Konuşmasında Karabağ’da yaşanan yarım asırlık sorunun Türkiye’nin desteğiyle çözüme kavuştuğunu söyleyen Karakoç, Gazze’deki insanlık dramına Türkiye’nin ses olduğunu; Kıbrıs’ta ise iki devletli çözüm vizyonunun kararlılıkla savunulduğunu belirtti. Somali, Rusya ve Ukrayna’da Türkiye’nin üstlendiği arabuluculuk görevlerinin de ülkenin uluslararası alandaki etkinliğini gösterdiğini ifade etti.
“Terörsüz Türkiye süreci kritik bir eşiktir”
Türkiye’nin uzun yıllardır terörle mücadelenin merkezinde yer aldığını hatırlatan Karakoç, MHP Genel Başkanı Devlet Bahçeli’nin öncülüğüyle Cumhur İttifakı kapsamında şekillenen “Terörsüz Türkiye” hedefinin kritik bir dönemi temsil ettiğini söyledi. Terörden tamamen arındırılmış bir Türkiye için savunmanın güçlü tutulması gerektiğini vurguladı.
Savunma sanayisinde yerli üretim rekorları
Karakoç, yerli savunma sanayisinde gelinen noktaya ilişkin detaylı bilgiler de paylaştı. İHA, SİHA, TİHA, yerli gemiler, zırhlı araçlar, füze sistemleri, elektronik harp unsurları ve radar teknolojilerinde Türkiye’nin dünya ligine yükseldiğini dile getirdi. Milli savaş uçağı KAAN ve Kızılelma’nın üretime geçmesinin, Altay tankının envantere girmesinin savunma kabiliyetini ileri taşıdığını belirtti.
2024 yılında savunma ve havacılık ihracatının yüzde 30 artışla 7,2 milyar dolara ulaştığını; 2025’in ilk dokuz ayında ise 6 milyar doları aştığını aktaran Karakoç, savunma sanayisinde yerli üretim oranının yüzde 82 seviyesine çıktığını ifade etti.
“Siber güvenlik milli egemenliğin olmazsa olmazıdır”
Karakoç, dijital egemenlik ve veri güvenliğinin stratejik önem taşıdığına dikkat çekerek güçlü bir siber güvenlik politikasının zorunluluk haline geldiğini belirtti. Siber tehditlere karşı milli kapasitenin artırılmasının ülkenin geleceği için kritik olduğunu ifade etti.

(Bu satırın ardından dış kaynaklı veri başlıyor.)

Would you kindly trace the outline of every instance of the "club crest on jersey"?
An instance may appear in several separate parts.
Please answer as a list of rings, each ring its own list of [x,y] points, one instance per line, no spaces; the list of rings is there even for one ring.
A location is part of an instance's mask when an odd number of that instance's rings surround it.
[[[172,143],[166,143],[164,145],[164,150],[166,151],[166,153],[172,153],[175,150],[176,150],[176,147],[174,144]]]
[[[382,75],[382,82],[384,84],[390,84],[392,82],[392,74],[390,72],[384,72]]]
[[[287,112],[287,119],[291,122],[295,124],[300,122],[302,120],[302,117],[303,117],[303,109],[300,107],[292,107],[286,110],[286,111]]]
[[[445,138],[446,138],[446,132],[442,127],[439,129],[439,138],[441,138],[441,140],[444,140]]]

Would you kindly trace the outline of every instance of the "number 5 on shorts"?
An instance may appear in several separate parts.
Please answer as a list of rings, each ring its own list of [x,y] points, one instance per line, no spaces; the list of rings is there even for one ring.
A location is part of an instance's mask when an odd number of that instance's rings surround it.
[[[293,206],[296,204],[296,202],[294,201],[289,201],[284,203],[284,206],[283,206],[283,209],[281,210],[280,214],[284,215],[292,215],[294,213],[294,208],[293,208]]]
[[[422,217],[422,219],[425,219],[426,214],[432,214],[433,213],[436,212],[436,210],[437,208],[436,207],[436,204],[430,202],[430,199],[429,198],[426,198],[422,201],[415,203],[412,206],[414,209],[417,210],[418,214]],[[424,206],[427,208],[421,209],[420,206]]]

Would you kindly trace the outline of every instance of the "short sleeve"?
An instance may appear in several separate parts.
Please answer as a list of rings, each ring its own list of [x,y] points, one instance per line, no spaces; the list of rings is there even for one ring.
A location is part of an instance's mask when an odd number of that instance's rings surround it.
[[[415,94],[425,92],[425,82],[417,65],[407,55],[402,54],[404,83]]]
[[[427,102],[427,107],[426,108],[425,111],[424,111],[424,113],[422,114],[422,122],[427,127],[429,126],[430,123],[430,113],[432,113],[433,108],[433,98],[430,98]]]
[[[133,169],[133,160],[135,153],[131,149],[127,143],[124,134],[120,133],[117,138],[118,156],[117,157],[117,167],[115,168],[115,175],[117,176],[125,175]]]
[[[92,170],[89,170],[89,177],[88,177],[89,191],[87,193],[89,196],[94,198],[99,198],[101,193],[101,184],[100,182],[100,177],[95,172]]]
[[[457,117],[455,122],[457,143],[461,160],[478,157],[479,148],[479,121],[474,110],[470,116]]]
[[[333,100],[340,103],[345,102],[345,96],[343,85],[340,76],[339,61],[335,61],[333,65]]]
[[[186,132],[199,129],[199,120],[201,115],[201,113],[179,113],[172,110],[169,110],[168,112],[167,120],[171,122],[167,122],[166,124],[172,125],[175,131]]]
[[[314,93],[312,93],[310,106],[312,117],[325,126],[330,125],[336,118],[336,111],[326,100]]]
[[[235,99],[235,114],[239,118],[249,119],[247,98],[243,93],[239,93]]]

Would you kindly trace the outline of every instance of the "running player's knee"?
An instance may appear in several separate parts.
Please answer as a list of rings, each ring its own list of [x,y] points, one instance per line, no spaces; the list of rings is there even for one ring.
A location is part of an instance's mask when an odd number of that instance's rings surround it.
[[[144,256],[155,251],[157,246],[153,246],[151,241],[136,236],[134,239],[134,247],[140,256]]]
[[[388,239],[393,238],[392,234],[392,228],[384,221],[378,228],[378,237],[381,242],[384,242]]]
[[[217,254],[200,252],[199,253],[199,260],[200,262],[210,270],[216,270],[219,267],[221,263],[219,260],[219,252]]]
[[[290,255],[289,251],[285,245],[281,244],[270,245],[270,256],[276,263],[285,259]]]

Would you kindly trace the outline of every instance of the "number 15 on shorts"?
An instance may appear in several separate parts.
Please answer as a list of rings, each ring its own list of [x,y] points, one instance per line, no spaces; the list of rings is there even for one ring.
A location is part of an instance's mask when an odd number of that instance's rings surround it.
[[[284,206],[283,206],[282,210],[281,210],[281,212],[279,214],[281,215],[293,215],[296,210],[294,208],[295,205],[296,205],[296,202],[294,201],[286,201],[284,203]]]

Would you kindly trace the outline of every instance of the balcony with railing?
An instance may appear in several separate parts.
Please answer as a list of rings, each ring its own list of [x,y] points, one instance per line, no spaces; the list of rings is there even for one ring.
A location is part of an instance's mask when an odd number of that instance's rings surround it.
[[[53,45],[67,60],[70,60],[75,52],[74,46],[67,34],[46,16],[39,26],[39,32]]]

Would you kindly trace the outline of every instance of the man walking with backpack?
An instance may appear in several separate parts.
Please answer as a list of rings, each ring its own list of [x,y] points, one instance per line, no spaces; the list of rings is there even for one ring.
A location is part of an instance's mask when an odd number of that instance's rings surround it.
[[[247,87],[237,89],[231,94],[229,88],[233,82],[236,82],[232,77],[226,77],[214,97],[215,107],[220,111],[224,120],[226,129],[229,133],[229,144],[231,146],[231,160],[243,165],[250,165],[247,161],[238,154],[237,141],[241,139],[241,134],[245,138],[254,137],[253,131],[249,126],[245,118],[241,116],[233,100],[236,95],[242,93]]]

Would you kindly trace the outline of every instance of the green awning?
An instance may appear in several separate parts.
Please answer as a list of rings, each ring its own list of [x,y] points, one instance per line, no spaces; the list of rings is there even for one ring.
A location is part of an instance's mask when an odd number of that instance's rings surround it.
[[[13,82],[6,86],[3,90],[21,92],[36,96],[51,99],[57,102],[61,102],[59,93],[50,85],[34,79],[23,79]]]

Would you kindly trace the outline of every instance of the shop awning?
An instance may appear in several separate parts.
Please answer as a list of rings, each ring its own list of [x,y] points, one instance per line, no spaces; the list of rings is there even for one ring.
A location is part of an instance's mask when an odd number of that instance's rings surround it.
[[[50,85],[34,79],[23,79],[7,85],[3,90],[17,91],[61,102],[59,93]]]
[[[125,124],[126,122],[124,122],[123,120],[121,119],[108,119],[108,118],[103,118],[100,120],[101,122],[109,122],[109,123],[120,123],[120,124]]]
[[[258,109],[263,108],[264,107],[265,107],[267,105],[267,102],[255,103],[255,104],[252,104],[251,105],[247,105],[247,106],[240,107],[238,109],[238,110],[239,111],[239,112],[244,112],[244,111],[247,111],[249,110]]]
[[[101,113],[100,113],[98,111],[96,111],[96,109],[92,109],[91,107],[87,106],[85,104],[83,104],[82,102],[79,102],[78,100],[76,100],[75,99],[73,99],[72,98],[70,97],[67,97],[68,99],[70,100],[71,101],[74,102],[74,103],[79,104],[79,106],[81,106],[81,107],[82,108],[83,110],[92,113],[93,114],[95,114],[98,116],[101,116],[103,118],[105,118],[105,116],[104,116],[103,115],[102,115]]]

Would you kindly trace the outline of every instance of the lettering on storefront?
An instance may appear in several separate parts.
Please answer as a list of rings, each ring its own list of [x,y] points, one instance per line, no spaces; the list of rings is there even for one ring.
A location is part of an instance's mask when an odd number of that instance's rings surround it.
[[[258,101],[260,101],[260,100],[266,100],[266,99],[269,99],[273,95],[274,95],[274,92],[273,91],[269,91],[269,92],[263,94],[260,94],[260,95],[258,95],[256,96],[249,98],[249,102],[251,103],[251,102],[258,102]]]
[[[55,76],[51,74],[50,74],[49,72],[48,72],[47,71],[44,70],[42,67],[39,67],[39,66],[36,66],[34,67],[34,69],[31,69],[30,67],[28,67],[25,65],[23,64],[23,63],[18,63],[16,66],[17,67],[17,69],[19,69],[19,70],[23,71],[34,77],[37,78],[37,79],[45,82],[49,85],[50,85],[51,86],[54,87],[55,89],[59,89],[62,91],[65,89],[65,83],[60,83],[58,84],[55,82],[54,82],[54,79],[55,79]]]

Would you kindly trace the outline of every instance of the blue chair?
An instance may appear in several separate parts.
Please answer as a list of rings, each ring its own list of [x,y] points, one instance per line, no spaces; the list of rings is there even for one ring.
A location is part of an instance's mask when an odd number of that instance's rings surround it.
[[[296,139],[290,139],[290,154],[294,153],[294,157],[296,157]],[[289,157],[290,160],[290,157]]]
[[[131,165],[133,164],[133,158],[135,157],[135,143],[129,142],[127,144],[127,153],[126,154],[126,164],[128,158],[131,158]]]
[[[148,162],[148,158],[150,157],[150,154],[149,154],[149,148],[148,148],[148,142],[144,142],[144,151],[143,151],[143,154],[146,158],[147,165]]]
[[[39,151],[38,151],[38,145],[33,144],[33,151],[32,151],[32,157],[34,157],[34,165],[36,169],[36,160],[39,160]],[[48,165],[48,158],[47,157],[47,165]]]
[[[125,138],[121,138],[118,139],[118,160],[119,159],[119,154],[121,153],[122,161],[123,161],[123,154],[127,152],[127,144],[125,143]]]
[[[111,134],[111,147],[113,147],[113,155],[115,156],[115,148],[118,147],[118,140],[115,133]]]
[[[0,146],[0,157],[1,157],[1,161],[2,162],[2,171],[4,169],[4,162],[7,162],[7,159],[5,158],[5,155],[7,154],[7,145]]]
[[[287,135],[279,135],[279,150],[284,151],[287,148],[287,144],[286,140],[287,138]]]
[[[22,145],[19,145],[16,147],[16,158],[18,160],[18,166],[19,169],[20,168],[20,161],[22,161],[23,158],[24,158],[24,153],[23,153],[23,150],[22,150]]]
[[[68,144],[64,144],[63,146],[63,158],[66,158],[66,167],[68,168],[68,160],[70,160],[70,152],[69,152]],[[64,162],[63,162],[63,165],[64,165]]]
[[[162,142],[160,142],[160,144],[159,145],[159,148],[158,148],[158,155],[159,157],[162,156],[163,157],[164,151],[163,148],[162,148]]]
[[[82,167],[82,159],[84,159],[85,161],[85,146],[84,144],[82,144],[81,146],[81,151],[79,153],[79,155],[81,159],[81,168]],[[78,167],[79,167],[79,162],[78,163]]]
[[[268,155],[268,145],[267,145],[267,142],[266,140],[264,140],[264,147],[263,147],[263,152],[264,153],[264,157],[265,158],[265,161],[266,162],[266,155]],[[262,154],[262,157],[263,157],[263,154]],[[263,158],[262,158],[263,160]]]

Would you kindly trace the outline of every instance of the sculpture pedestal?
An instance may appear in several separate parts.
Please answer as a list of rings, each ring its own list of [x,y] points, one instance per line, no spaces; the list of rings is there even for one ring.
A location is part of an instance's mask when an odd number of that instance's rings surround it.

Askerî personel ve gazilere yönelik düzenlemeler gündemde
Konuşmasının önemli bir bölümünü TSK personeli ve gazilerin haklarına ayıran Karakoç, fedakârlıkla görev yapan Mehmetçik, astsubay, subay, uzman erbaş ve sivil personelin çalışma koşullarının iyileştirilmesinin devletin asli görevlerinden biri olduğunu söyledi. Şehit yetimleri ve gazilere ilave istihdam hakkı verilmesinin öncelikleri arasında yer aldığını dile getirdi.
Terörle mücadelede yaralanmasına rağmen gazi sayılmayanların mağduriyetlerinin giderilmesi gerektiğini vurgulayan Karakoç, MHP’nin uzun süredir dile getirdiği şekilde askeri hastanelerin yeniden açılmasının zorunlu olduğunu da kaydetti.
“Personelin beklentilerinin takipçisiyiz”
Plan ve Bütçe Komisyonu görüşmelerinde Millî Savunma Bakanlığı personelinin taleplerini gündeme getirdiklerini hatırlatan Karakoç, emekli astsubaylar, binbaşılar, uzman çavuşlar ve memurların sorunlarının farkında olduklarını söyledi. Bakanlığın bu alanda gerekli adımları atacağına inandığını belirterek, “Personelimizin her zaman yanındayız” dedi.